Claudia Hernández
Tomar tu mano
Barbarie Editoras
256 páginas
A raíz de su novela Roza tumba quema, Claudia Hernández manifestó en una entrevista su admiración por las mujeres del interior de El Salvador: «Me encantaría ser como ellas, pero no creo tener la misma resistencia, fuerza o determinación». Posiblemente como una continuación de ese respeto y como una forma de suplir las vidas no vividas, la escritora salvadoreña escribió su última novela Tomar tu mano, que publicó Barbarie editora hace tan solo unas semanas en España.
Son muchas las preguntas que sugiere en el libro: ¿es posible ficcionar la violencia sistémica de la guerra civil salvadoreña a través de un solo personaje?, ¿los protagonistas de la guerra fueron únicamente los paramilitares y los guerrilleros?, ¿qué sucede con el horror que no se convirtió en una cifra de decesos?, ¿qué ocurre con las mujeres que sufrieron la crueldad de la guerra como un efecto colateral, invisible e incesante?

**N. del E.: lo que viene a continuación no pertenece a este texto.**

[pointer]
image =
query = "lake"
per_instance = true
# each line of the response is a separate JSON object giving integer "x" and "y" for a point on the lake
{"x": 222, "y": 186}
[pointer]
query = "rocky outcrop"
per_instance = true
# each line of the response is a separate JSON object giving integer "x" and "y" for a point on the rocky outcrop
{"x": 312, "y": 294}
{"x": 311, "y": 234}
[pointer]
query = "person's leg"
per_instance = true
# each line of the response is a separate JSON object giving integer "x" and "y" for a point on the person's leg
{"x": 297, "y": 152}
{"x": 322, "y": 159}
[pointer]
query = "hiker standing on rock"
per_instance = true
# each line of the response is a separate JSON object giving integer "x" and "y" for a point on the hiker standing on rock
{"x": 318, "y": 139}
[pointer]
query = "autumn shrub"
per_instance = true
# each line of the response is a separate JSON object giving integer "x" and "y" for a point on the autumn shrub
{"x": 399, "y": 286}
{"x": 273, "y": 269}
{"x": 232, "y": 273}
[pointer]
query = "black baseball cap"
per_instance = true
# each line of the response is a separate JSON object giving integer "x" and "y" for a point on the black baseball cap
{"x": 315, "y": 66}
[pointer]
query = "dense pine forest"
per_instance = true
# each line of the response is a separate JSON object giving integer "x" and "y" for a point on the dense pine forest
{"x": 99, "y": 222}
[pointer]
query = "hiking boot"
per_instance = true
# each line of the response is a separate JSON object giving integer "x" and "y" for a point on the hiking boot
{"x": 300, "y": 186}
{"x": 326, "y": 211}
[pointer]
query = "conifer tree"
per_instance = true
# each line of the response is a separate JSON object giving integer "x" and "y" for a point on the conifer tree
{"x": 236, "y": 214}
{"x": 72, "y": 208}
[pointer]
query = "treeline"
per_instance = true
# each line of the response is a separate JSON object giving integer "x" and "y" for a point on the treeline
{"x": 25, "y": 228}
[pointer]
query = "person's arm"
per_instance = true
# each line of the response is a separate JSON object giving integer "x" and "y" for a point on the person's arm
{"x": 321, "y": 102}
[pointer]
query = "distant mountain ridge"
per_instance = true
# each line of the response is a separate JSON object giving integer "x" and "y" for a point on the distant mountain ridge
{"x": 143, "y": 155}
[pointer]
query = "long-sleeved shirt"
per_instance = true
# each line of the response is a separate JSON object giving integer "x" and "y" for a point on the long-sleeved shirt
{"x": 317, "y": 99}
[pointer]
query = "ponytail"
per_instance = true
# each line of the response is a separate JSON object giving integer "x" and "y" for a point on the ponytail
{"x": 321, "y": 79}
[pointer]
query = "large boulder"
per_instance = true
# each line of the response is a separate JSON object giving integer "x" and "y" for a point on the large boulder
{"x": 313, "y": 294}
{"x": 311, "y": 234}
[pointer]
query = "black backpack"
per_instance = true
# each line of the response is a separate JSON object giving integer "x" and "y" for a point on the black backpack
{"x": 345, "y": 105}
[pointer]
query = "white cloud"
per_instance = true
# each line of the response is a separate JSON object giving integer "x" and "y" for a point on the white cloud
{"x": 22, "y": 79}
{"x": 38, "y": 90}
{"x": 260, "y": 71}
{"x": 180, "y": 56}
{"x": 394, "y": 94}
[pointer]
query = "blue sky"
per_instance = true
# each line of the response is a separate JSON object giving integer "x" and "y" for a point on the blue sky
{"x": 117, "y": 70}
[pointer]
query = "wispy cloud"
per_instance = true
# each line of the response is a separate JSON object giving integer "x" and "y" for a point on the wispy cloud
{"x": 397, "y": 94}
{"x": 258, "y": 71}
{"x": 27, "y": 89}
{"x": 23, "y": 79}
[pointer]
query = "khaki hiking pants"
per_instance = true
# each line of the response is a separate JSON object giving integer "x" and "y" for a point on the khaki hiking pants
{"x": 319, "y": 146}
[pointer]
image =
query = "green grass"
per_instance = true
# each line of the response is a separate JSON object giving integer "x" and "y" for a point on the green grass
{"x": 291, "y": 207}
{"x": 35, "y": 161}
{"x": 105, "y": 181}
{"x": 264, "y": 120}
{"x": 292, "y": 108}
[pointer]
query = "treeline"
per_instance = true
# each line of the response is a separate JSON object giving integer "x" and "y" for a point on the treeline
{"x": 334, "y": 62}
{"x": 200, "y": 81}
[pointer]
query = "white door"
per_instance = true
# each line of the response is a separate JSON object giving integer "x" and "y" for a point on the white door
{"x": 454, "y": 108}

Tomar tu mano parte de dos renuncias-base: no contar la historia de los hombres y no pretender que la violencia se preste a un relato sencillo. La autora opta por una estructura coral de estilo indirecto libre donde un conjunto de voces, con una mayoría femenina, narra sus infortunios desde el tiempo de la guerra civil de El Salvador hasta los años de después. Careciendo de nombres, los personajes se presentan mediante vínculos relacionales –«el sobrino», «el tío», «la hija de enfrente»– y solo a través de la caracterización de la voz el lector distingue al hablante. De esta forma, se hilvana una estructura de continuos saltos de focalización que resulta el mayor acierto de la novela y a la vez su mayor reto.
A pesar de que el libro se centra principalmente en la historia de la mujer de la casa de enfrente, la trama también salta y se aventura hacia la vida de otras mujeres colindantes. Se trata de cambios de foco que si bien en una primera incorporación pueden confundir al lector, después sirven para ratificar el clima asfixiante de violencia contra las mujeres.
Todo se confunde porque todo es igual. Da lo mismo cambiar de personaje o seguir la historia de una mujer desde su niñez hasta su entrada en la vejez. Todas sufren las violaciones nocturnas (y bestiales) de sus maridos cuando vuelven de las jornadas de guerra, todas padecen embarazos infantiles, vejaciones diarias y persecuciones constantes. En ningún caso importa que sus maridos las manden al patio con los perros, que las cojan del pelo y las saquen a rastras de la iglesia, ni que prefieran a las que todavía no portan las marcas de sus golpes. Ellas son suyas y ellos son sus dueños.
Claudia Hernández evoca La guerra contra las mujeres de Rita Segato sin mencionarla, y hábilmente expone las relaciones entre la lucha armada y el patriarcado, entre la conquista del territorio y la violación de los cuerpos. Los paralelismos son muchos y a la par que enseñan al sobrino a atar las manos de los secuestrados y lo inician en la guerra, le inculcan los mandatos de la masculinidad hegemónica más cruenta: «Ve con tu mujer y gózala», «Líbrate en ella. Es lo propio de los hombres».
Sin embargo, ante esa violencia recalcitrante, la autora deja entrar algunas grietas de luz y algunos puntos de alivio. En una primera instancia, lo simbólico: si durante buena parte de la novela parece que el título refiere a las manos masculinas que extienden a las adolescentes para fugarse de sus casas y dar comienzo al futuro de miserias, hacia el final ese tomar tu mano se resemantiza como un gesto de sororidad, de mujeres que ofrecen su ayuda a otras mujeres.
En una segunda instancia, lo evidente: junto al relato de una violencia compacta de la que no se puede escapar, aparecen algunas historias díscolas de mujeres que enfrentan a sus maridos-violadores, de mujeres que consiguen una independencia económica, de mujeres que fracturan la idea de una sociedad cómplice en la que «siempre hay alguien que mira» y tejen una red de cuidados.
Aun insistiendo en la brutalidad de esa violencia estructural, Claudia Hernández escoge no quebrarnos y apunta un resquicio de esperanza. Nos recuerda que la violencia se reproduce, pero también se aprende, y elige dejar un espacio a la posibilidad de la acción, de la organización y del cambio.
Todo es terrible, sí, pero también hay mucho por hacer.